This is a classic I don't have a catchy term for it problem, where someone focusses on the details of a given contrived example and thinks the problem and the solution are all solved by addressing the details of that specific contrived example.
The 2am story above is not the problem. Thinking up something that would have avoided that specific story like "have 3 people in shift rotation instead of just yourself, and then you never have a 2am problem", or "don't push code at 2am" is not a solution to the problem.
The value of simple data formats that can be directly read by a human without any special tools, is that it makes the data accessible to reading, analyzing, even processing or modifying, in all of the unknown unknowable infinite possible situations.
You don't know ahead of time that you will one day solve a problem deep in the trenches by being able to read or maybe even modify a file or the stdin in a cgi before some crazy untouchable special app picks it up. You don't know ahead of time that the platform will not have a db client you can use to access the data, but you do know that everything can process text, even an obscure cpu with no gcc or git or any of your usual nice toys, has some sort of shell and some sort of text editor.

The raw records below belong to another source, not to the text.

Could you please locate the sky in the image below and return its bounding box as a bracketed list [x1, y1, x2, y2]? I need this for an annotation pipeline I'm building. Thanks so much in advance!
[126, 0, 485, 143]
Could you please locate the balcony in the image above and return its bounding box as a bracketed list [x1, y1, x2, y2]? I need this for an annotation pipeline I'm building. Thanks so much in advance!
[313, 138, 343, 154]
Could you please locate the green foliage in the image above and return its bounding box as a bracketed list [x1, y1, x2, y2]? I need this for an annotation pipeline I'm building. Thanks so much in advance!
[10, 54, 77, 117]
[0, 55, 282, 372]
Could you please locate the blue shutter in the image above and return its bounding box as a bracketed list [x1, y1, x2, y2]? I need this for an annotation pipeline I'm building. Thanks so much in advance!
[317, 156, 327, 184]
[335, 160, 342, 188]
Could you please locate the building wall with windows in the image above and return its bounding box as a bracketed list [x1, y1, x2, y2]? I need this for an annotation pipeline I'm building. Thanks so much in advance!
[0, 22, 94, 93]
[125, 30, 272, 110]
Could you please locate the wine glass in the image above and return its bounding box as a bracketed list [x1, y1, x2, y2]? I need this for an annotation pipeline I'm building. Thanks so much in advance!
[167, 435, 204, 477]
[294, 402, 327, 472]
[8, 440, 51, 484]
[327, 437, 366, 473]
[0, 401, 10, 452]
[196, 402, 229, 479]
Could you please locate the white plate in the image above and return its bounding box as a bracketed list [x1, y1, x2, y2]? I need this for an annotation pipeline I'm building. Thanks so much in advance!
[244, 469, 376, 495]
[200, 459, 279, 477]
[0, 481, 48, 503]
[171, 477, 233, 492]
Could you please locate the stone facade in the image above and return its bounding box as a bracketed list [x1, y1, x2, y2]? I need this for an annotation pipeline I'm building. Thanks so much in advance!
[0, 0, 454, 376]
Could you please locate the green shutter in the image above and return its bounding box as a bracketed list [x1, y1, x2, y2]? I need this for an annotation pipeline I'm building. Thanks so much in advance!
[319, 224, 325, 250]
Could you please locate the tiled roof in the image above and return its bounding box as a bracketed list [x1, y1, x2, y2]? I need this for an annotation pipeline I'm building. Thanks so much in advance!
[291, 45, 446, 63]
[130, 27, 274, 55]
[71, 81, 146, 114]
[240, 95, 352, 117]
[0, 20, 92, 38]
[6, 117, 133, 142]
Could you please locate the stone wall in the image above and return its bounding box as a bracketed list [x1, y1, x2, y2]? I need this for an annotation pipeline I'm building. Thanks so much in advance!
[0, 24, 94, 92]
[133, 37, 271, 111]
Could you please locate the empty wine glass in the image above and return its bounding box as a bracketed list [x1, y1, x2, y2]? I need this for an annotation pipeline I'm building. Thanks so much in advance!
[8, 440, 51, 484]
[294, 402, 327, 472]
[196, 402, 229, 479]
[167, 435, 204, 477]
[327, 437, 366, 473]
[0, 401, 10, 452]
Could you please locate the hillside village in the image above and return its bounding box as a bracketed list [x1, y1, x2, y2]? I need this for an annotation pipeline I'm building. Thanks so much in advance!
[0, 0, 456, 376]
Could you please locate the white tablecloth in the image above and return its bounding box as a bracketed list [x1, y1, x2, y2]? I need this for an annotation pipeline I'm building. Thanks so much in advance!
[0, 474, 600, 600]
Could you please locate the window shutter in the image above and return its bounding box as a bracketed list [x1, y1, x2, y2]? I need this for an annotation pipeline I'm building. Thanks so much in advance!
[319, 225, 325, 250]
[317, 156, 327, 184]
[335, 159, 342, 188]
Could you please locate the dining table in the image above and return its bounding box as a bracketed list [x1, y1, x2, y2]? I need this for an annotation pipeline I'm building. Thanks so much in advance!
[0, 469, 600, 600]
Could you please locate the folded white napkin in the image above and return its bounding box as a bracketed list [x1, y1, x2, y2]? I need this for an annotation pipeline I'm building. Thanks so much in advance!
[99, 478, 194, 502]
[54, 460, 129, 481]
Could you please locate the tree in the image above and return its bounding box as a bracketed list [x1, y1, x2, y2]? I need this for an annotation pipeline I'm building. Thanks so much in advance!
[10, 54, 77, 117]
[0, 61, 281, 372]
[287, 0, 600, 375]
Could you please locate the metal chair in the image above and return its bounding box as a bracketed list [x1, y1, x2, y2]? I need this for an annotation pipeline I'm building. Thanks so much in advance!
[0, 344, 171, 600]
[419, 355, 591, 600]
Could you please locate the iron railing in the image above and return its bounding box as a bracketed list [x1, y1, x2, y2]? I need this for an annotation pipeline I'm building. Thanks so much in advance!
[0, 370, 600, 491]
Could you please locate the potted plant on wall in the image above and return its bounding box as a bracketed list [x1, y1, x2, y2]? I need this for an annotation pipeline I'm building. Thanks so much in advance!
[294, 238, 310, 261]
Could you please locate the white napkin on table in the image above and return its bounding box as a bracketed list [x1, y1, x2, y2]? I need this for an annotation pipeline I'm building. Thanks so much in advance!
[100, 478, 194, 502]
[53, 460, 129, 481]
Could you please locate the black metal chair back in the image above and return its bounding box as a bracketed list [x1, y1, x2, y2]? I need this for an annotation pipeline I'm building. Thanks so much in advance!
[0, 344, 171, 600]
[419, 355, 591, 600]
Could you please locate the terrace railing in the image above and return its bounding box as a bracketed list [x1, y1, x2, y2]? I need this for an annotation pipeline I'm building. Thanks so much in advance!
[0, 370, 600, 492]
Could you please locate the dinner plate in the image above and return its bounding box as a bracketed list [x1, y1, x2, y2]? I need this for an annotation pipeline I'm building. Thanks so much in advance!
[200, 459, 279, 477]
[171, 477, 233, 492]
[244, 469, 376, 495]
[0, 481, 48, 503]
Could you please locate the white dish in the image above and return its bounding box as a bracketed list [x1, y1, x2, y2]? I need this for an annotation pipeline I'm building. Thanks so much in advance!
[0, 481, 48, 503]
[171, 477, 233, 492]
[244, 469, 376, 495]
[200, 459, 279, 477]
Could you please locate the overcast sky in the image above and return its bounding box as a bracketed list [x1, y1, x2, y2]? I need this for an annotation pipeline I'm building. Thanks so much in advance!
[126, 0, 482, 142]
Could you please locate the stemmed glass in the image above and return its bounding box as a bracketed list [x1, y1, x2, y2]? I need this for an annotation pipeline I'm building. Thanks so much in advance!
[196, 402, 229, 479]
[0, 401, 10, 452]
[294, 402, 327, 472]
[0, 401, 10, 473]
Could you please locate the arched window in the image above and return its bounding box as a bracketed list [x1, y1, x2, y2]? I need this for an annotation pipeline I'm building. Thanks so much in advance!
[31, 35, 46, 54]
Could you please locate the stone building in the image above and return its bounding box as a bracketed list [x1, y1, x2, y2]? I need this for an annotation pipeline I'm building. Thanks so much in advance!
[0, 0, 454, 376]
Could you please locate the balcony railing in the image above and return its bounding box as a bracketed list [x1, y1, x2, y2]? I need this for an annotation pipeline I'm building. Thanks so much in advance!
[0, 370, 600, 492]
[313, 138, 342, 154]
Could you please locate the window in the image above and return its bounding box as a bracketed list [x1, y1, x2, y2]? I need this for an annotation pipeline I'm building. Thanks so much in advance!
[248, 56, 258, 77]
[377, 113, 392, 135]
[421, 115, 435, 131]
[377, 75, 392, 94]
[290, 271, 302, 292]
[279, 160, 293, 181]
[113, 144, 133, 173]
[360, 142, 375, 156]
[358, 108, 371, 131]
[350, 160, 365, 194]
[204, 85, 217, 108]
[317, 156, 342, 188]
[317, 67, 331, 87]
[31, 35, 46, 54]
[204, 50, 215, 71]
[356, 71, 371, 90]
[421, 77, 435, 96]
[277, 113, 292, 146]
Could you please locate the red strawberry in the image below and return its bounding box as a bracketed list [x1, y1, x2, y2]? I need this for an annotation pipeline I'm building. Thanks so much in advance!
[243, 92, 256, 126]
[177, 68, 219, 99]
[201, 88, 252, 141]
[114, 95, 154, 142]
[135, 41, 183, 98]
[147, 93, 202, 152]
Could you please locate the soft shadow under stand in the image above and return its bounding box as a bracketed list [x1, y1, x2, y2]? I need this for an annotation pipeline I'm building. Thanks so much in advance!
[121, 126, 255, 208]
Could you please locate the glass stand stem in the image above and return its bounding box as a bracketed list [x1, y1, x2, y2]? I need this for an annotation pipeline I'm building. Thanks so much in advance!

You can't touch the main app which is some legacy mainframe banking thing or something, you don't have and can't install or compile anything, but you can still read the data and see that there is some unicode character scattered all through it, and you can set up a dirty hack stream edit to convert it to a single byte ascii replacement, using nothing but plain posix sh or some equivalent no matter what the platform.
And that ugly hack is nine thousand times more useful to the bosses and to yourself than not being able to see what was wrong with the data, and then only being able to say "the other side is sending us bad data, it will be broken until they fix their end, or until we can modify the crazy untouchable thing on our end, because I'm a helpless useless twat"
You can't predict ahead of time exactly when or why or how you will end up wanting to be able to access the data without the normal proper tools or apps from the happy path. But it's a fact that it happens, and having the option is more useful than not having the option. And being the person who can solve a problem is more useful than being the person who can't do anything any other way except the normal expected way.
No one said this trumps all other considerations for all jobs for all data, just that it's very valuable, a consideration among other considerations, and you can't predict all the specific ways in which it is valuable, and so giving it up has to be necessary not thoughtless.